(i) A 20m chain with a mass-density of 3kg/m (coiled on the ground). How

much work is performed lifting the chain so that it is fully extended (and
one end touches the ground)?

(ii) How much work is performed to lift 1/4 of the chain?

This sounds like a physics problem:

Work done = increase in potential energy (PE)
Let
PE at ground = 0
After lifting, the centre of gravity of the chain is at h=10 m above ground, so
potential energy
=mgh
=(3 kg/m * 20m)*9.8 m/s²*10m
= 5880 joules

Using calculus,

Let
ρ = length density = 3 kg/m
x=distance of top of chain from ground in metres
then
length of chain off ground = x
mass of chain off ground = ρx
weight of chain off ground = ρxg
lifting the chain through a distnce dx does work of
ρxg*dx
Total work done through a length of 0 to L metres
=∫ρx;gdx [0,L]
=14.7L²
For L=20m,
Work done = 14.7(20²)=5880 joules
as before.

(i) To calculate the work done in lifting the entire chain, we need to consider the potential energy gained by the chain. The potential energy is equal to the work done against gravity.

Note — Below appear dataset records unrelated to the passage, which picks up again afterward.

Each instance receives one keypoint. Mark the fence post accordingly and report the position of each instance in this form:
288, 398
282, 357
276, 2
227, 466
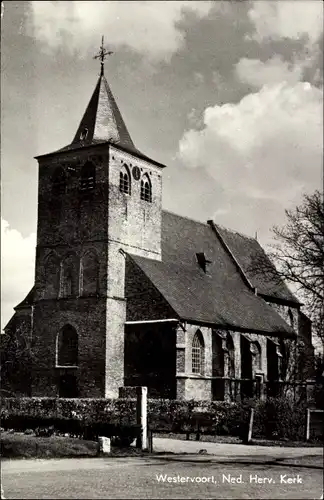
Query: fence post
307, 424
141, 416
251, 425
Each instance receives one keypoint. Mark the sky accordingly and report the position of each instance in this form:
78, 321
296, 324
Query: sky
228, 95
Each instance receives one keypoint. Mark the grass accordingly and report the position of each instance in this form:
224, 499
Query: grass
236, 440
18, 445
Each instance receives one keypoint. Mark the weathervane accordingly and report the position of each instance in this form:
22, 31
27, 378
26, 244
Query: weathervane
102, 54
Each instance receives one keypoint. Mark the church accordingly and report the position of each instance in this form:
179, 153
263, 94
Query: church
128, 294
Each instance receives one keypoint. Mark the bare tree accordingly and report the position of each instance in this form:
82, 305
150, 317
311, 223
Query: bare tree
298, 254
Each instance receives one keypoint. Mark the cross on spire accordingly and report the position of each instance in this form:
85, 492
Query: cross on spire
102, 54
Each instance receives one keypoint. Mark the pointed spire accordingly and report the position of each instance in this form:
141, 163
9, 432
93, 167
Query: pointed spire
102, 54
102, 120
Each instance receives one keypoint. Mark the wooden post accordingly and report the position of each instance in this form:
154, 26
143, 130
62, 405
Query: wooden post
141, 417
251, 425
150, 441
307, 424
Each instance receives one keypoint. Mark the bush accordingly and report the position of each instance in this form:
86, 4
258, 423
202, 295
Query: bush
274, 418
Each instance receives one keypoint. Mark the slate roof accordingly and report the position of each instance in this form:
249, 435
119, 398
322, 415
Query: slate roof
28, 300
246, 251
219, 297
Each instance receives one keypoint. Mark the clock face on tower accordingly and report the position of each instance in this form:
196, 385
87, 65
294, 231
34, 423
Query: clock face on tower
136, 173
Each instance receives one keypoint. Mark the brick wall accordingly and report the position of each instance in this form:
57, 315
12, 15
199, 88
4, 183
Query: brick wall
150, 358
71, 224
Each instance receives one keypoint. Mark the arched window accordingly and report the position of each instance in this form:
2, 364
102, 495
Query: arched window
282, 359
58, 182
231, 356
88, 177
198, 353
125, 180
89, 274
69, 277
67, 347
146, 189
52, 276
255, 349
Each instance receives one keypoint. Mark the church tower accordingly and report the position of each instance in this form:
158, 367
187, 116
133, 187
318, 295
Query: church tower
98, 198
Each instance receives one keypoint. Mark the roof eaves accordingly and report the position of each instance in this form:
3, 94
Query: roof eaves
281, 300
221, 326
137, 154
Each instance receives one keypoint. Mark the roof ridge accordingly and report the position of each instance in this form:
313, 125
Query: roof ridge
234, 231
185, 217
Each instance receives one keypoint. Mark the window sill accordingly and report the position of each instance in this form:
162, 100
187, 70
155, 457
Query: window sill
66, 367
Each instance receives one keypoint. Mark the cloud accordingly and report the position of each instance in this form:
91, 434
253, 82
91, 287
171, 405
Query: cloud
257, 73
148, 27
267, 147
17, 268
287, 19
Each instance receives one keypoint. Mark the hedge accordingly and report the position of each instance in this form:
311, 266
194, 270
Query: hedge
276, 418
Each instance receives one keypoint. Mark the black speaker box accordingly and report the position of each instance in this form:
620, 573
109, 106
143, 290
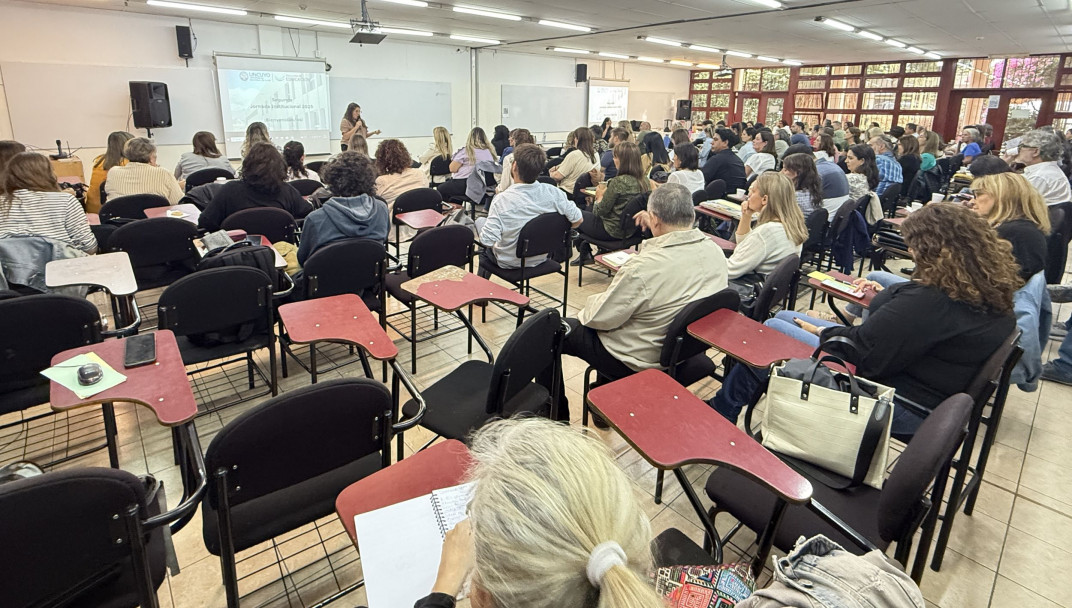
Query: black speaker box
150, 105
184, 41
684, 109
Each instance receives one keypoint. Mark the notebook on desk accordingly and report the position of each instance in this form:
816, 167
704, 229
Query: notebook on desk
400, 545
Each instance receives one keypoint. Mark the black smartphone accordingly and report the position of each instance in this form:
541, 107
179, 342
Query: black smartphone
139, 350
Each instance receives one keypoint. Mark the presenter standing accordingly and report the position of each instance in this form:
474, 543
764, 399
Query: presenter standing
354, 124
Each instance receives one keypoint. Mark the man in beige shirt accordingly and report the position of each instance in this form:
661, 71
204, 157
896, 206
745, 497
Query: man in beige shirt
621, 330
142, 175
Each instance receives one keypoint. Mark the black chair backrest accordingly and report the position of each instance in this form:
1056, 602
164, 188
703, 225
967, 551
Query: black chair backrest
416, 199
208, 175
157, 246
131, 207
438, 247
526, 353
903, 495
306, 187
545, 234
67, 559
34, 329
776, 287
273, 223
216, 300
679, 345
345, 266
298, 435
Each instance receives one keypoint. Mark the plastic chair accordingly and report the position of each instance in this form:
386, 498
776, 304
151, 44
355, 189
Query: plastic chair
282, 463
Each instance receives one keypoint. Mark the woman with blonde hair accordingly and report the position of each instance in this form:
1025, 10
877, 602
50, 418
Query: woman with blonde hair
553, 522
779, 233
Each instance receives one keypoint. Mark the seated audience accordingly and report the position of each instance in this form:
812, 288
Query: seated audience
354, 209
31, 204
724, 163
142, 175
263, 183
779, 232
511, 209
113, 157
204, 156
463, 163
397, 174
927, 337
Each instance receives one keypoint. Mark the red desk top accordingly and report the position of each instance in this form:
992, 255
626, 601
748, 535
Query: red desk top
421, 219
451, 287
163, 386
670, 427
442, 465
337, 319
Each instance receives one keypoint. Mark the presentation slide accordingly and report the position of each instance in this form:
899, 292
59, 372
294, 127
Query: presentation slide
608, 100
293, 104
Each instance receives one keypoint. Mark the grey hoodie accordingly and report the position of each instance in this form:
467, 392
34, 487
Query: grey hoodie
340, 218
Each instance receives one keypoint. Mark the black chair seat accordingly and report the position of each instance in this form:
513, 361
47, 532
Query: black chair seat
457, 402
753, 504
269, 516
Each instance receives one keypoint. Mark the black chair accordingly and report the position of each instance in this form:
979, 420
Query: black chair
208, 175
272, 223
112, 552
477, 391
306, 187
862, 518
131, 207
161, 250
431, 250
547, 234
283, 463
221, 313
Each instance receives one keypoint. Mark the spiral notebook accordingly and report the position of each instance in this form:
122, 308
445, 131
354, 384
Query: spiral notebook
400, 545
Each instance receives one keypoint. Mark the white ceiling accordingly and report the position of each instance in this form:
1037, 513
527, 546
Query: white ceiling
952, 28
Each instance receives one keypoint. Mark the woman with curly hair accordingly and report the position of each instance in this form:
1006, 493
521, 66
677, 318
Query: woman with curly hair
927, 337
263, 184
354, 209
397, 174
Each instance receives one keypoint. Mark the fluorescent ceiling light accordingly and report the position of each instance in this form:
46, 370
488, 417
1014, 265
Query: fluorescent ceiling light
472, 39
184, 6
564, 26
661, 41
484, 13
312, 21
837, 25
405, 32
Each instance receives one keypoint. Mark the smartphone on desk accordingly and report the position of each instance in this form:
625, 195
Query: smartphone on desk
139, 350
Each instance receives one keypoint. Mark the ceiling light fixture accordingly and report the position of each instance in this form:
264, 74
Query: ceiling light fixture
564, 26
202, 8
473, 39
485, 13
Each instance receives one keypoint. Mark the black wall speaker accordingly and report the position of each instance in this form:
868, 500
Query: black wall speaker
185, 42
684, 109
150, 105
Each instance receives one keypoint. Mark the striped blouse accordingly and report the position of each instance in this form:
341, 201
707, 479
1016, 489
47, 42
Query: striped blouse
54, 214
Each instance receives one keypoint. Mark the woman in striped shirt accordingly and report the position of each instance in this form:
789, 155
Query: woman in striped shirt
32, 205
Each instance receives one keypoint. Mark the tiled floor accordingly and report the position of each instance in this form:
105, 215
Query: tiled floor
1016, 550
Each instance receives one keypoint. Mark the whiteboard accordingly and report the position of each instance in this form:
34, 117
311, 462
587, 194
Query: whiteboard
400, 108
544, 109
82, 105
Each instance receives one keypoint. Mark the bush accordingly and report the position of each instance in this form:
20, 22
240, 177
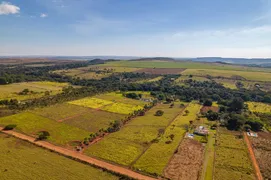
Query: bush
159, 113
43, 135
10, 127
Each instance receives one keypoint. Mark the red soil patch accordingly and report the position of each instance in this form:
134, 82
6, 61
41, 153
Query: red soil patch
161, 70
205, 109
186, 163
262, 150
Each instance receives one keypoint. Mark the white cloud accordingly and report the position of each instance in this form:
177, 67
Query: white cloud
42, 15
7, 8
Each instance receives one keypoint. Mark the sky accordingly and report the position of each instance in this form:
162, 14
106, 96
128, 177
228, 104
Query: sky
172, 28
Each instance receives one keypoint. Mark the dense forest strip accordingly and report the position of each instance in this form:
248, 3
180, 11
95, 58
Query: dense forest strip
253, 159
78, 156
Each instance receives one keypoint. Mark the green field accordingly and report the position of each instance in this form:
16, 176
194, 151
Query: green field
180, 64
126, 145
155, 159
11, 91
21, 160
60, 111
232, 160
249, 75
31, 124
259, 107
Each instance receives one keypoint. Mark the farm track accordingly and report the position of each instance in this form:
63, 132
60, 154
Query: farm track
78, 156
253, 158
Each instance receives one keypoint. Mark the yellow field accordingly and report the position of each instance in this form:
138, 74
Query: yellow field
11, 91
122, 108
91, 102
259, 107
257, 76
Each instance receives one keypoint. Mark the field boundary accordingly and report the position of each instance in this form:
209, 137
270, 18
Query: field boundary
253, 158
79, 157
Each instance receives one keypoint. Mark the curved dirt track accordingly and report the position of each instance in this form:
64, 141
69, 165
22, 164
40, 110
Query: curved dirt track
253, 158
81, 157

The chain has a mass-density of 3 kg/m, which means that for every 1 meter of chain, there is a mass of 3 kg. The total mass of the chain, given a length of 20 meters, can be calculated as:

Mass = mass density x length
Mass = 3 kg/m x 20 m
Mass = 60 kg

The height to lift the chain so that it is fully extended and one end touches the ground is 20 meters.

The formula for calculating potential energy is:
Potential energy = mass x gravitational acceleration x height

Using the values we have:
Potential energy = 60 kg x 9.8 m/s^2 x 20 m
Potential energy = 11,760 joules

Therefore, the work performed in lifting the chain so that it is fully extended and one end touches the ground is 11,760 joules.

(ii) To calculate the work done in lifting 1/4 of the chain, we need to calculate the length and mass for 1/4 of the chain.

The length of 1/4 of the chain can be calculated as:
Length = 1/4 x 20 m
Length = 5 m

The mass of 1/4 of the chain can be calculated as:
Mass = mass density x length
Mass = 3 kg/m x 5 m
Mass = 15 kg

The height to lift 1/4 of the chain so that it is fully extended would also be 5 meters.

Using the same formula for potential energy:
Potential energy = mass x gravitational acceleration x height

Using the values we have:
Potential energy = 15 kg x 9.8 m/s^2 x 5 m
Potential energy = 735 joules

Therefore, the work performed in lifting 1/4 of the chain is 735 joules.

To find the work performed in lifting the chain, we'll need to use the formula:

Work = Force * Distance

In this case, the force required to lift the chain is equal to its weight, and the distance is the height it is lifted. Let's go step by step to find the answer to each question.

(i) To lift the entire chain and fully extend it, we need to lift it to a height of 20 meters. First, we need to determine the total mass of the chain. The mass of the entire chain can be calculated by multiplying the mass density with the length:

Mass = Mass density * Length
Mass = 3 kg/m * 20 m
Mass = 60 kg

The weight of the chain is equal to the mass multiplied by the acceleration due to gravity (9.8 m/s^2):

Weight = Mass * acceleration due to gravity
Weight = 60 kg * 9.8 m/s^2
Weight = 588 N

Now that we have the weight and the distance, we can calculate the work:

Work = Force * Distance
Work = Weight * Height
Work = 588 N * 20 m
Work = 11,760 Joules

Therefore, the work performed in lifting the entire chain is 11,760 Joules.

(ii) To lift only 1/4 of the chain, we need to calculate the length and the mass of that part.

Length of 1/4 chain = 1/4 * 20 m
Length of 1/4 chain = 5 m

Mass of 1/4 chain = Mass density * Length
Mass of 1/4 chain = 3 kg/m * 5 m
Mass of 1/4 chain = 15 kg

To find the weight, we use the same equation as before:

Weight of 1/4 chain = Mass * acceleration due to gravity
Weight of 1/4 chain = 15 kg * 9.8 m/s^2
Weight of 1/4 chain = 147 N

Now, we can calculate the work:

Work = Force * Distance
Work = Weight * Height
Work = 147 N * 5 m
Work = 735 Joules

Therefore, the work performed to lift 1/4 of the chain is 735 Joules.